The Irish management studied the video of the game, and in particular the incident which led to David Humphreys sustaining a broken nose and five stitches (he may still be fit to play against Harlequins). However, despite a strong belief that he was elbowed or head-butted (most probably the former), the video evidence was not conclusive and the Irish management decided not to cite any Italian player.

Their decision may also have been based on fears of a tit-for-tat response from their counterparts given video evidence of Wood's boot connecting with the head of Massimo Giovanelli early on, causing the Italian captain to leave the field temporarily and have his head bandaged.

Irish manager Pat Whelan reaffirmed their belief that the two Irish injuries did not have a significant bearing on the outcome, which is most probably the case. Instead, Whelan maintained that: "We certainly had the winning of the match, but we failed to convert good scoring chances from attacking scrums late in the first half and early in the second.

"We badly needed to score at those critical moments which every match provides. If we're to progress as a team, the players need that confidence which comes from taking chances. That was the disappointing thing; not taking chances at critical stages, or holding out at key moments.

"But having said that, we played some fine rugby; I feel the best rugby we've played in the three matches this season," added Whelan, still trying to accentuate the positive a day later. "Compared to the game against them last year, we played more constructive rugby. That was one small crumb of comfort."

The ability or otherwise to make a feast out of the famine depends largely on the management coming up with, and sticking to, a more settled team. Whelan pointed out that six of the eight changes from the Canada game were enforced but added: "We're conscious of that. Too many changes do disrupt any sort of cohesive pattern.

"Brian Ashton knows where he stands in terms of the players available to him and we intend to have a much more settled team - assuming we stay clear of injuries. We're very aware of the benefits which accrue from that."

Nonetheless, several more changes seem likely, beginning with both props and both flankers, and perhaps one or two more in the backs. Other players expected to come back into the equation are Nick Popplewell (whose nagging hamstring problems again prevented him from playing for Newcastle in the European Conference on Saturday), Paul Wallace, Kieron Dawson, Conor McGuinness, Rob Henderson and Richard Wallace, with the likes of David Corkery and Conor O'Shea also more firmly back in the frame by then.

The squad will come together again on January 14th and again a fortnight later at the ALSAA complex, with the selectors planning to pick the side to face Scotland in the Five Nations opener on February 7th prior to the January 28th session.

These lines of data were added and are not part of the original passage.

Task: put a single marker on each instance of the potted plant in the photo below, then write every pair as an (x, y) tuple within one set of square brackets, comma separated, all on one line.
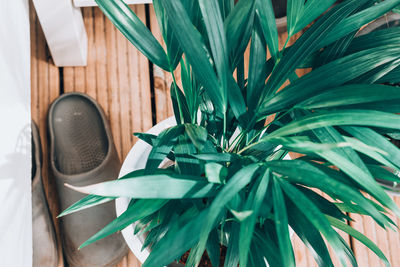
[(228, 187)]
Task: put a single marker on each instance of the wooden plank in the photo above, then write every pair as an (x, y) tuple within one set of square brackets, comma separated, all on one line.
[(117, 76), (162, 79), (387, 241)]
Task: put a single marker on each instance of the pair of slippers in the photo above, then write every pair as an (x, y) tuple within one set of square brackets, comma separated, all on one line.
[(82, 152)]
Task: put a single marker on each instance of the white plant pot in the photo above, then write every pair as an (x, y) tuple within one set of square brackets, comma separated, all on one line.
[(136, 160)]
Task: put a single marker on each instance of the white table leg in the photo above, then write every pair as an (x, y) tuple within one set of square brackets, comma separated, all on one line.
[(64, 29)]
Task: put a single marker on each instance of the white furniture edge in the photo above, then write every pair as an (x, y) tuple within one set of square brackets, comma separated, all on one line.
[(15, 141), (64, 29), (82, 3)]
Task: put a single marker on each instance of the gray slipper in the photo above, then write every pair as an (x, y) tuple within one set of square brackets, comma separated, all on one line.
[(82, 152), (44, 241)]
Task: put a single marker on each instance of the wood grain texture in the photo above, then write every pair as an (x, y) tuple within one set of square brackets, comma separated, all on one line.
[(45, 87), (118, 77), (387, 241)]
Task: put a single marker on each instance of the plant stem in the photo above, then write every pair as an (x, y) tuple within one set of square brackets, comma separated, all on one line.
[(177, 97)]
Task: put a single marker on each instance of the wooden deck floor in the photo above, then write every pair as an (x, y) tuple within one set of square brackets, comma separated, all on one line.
[(135, 97)]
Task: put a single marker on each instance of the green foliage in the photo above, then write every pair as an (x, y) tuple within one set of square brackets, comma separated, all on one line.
[(230, 183)]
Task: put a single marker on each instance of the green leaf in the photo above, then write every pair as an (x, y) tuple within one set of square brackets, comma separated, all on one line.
[(148, 138), (176, 242), (162, 146), (195, 51), (86, 202), (323, 204), (372, 138), (216, 34), (294, 13), (327, 180), (241, 215), (311, 10), (310, 235), (232, 253), (247, 226), (197, 134), (356, 21), (258, 55), (315, 216), (381, 173), (362, 238), (215, 173), (238, 26), (134, 30), (179, 104), (92, 200), (226, 7), (213, 248), (265, 14), (268, 244), (331, 75), (307, 44), (162, 186), (184, 163), (282, 225), (362, 177), (350, 95), (236, 183), (339, 118), (174, 51), (140, 209), (217, 157)]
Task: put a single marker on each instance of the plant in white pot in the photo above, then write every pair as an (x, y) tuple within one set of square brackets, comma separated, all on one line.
[(228, 186)]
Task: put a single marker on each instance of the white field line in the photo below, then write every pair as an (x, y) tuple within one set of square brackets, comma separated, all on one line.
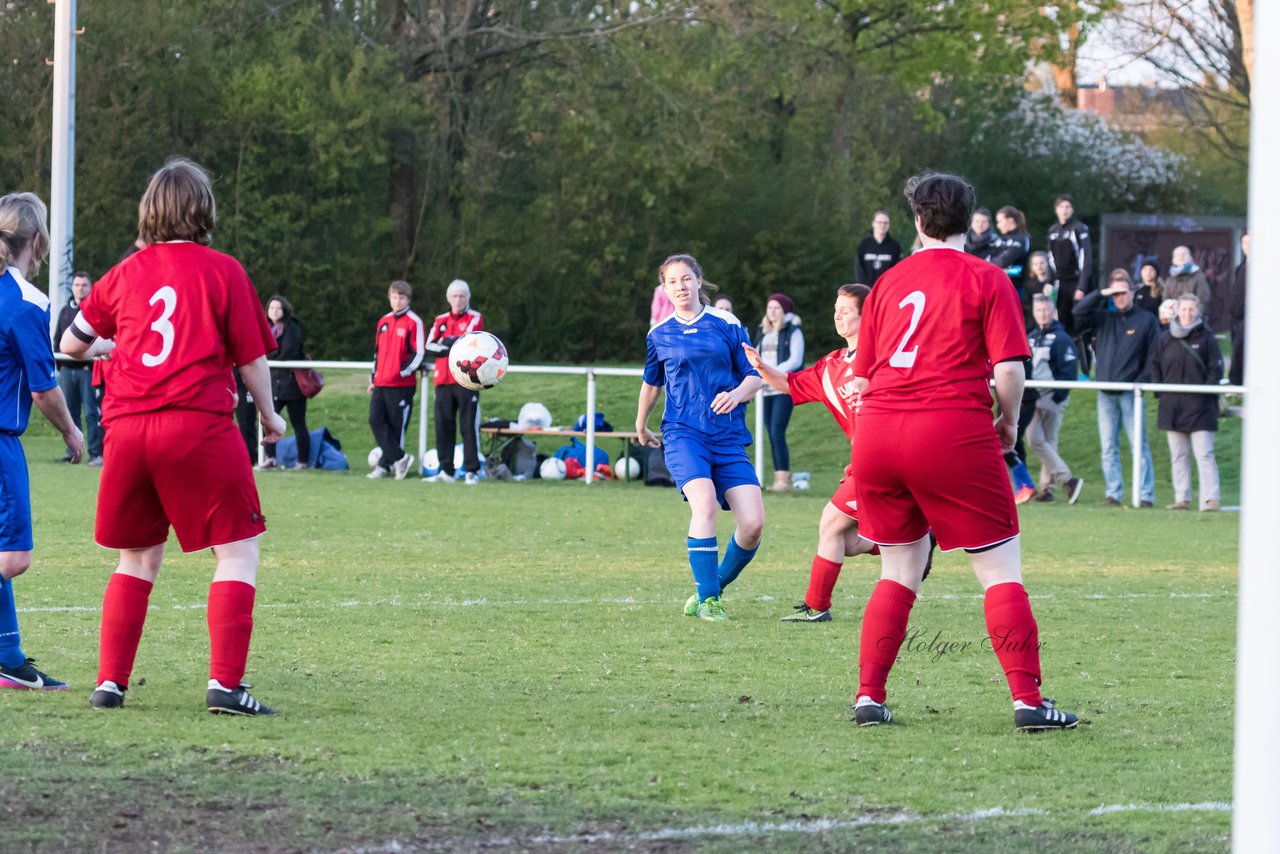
[(813, 826), (512, 603)]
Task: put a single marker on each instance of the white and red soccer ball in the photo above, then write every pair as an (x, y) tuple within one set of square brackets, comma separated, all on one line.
[(478, 360)]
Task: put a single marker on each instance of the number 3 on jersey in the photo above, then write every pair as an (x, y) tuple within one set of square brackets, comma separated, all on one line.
[(169, 297), (904, 357)]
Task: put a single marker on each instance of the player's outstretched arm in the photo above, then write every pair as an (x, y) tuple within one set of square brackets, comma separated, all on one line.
[(257, 380), (768, 373), (1010, 377), (726, 402), (53, 406), (80, 341), (644, 409)]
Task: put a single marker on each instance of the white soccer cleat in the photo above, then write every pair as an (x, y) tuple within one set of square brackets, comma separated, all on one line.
[(401, 466)]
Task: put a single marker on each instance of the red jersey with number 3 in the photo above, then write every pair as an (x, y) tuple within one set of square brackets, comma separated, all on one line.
[(932, 328), (831, 380), (182, 316)]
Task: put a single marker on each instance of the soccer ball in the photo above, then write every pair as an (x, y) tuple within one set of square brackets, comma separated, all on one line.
[(552, 469), (626, 469), (478, 360)]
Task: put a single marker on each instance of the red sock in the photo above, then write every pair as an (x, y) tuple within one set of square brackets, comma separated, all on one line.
[(822, 581), (883, 631), (124, 610), (231, 624), (1015, 639)]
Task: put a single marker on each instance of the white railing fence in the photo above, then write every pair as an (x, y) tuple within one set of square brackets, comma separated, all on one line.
[(590, 374)]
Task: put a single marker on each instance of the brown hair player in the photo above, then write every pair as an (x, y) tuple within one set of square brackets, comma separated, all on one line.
[(935, 330), (182, 316), (831, 380)]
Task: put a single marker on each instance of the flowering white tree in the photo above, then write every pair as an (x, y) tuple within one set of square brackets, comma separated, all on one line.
[(1114, 169)]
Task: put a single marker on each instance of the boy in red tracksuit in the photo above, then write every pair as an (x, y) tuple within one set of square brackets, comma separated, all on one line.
[(398, 347), (455, 406)]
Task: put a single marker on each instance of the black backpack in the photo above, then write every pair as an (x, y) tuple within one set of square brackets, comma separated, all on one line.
[(521, 456)]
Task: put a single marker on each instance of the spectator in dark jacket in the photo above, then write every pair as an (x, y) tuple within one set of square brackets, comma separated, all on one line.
[(76, 378), (1013, 246), (284, 387), (1070, 257), (1124, 337), (1151, 290), (981, 240), (781, 345), (877, 252), (1188, 354), (1185, 277), (1052, 359), (1237, 311)]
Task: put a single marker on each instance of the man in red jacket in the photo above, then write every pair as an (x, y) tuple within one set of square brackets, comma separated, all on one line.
[(398, 347), (455, 406)]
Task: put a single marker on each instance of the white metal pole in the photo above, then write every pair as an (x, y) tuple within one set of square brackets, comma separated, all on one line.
[(1137, 439), (589, 475), (1255, 820), (62, 192), (423, 410), (759, 435)]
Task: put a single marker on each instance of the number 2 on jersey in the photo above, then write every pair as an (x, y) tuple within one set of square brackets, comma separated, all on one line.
[(169, 297), (903, 357)]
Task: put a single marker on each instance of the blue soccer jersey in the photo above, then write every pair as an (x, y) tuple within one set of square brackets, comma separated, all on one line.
[(26, 351), (695, 360)]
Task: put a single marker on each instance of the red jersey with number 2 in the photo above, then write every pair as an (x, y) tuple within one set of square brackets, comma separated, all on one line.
[(182, 316), (932, 328)]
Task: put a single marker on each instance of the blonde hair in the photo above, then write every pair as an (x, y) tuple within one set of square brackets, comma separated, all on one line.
[(178, 205), (23, 220)]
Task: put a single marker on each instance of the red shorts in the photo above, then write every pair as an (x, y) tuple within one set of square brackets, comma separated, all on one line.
[(846, 497), (941, 471), (176, 467)]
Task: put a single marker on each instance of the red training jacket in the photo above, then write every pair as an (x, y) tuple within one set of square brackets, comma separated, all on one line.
[(398, 346), (451, 325)]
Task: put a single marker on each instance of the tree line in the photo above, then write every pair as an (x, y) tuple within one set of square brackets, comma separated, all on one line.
[(552, 153)]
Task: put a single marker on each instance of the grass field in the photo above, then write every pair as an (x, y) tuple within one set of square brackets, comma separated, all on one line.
[(506, 667)]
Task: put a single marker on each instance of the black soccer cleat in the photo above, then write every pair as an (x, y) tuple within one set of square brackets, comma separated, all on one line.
[(868, 712), (26, 677), (108, 695), (233, 700), (804, 613), (1046, 716), (928, 563)]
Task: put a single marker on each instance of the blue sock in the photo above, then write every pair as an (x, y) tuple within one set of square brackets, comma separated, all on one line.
[(735, 561), (1023, 478), (703, 556), (10, 648)]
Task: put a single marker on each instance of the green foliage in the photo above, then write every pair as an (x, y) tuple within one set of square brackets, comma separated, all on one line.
[(552, 154)]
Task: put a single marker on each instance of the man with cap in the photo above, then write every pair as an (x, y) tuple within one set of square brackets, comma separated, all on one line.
[(1124, 336)]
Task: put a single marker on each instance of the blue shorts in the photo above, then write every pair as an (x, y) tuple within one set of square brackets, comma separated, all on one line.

Brian Ashton will travel to Treviso on January 24th for the friendly between Italy and Scotland, a useful barometer for the Irish coach. "It's a golden opportunity for him to see how Scotland are going about things. They're not going to be able to change their game in two weeks," said Whelan.

The Scottish game now clearly emerges as the most important game of the season. After that pivotal Five Nations opener, there is a four-week gap to the trip to Paris, followed by the home game against Wales and the concluding match in Twickenham.

Victory, therefore, could conceivably keep the Triple Crown alive until late March, and possibly even early April. Defeat doesn't bear thinking about.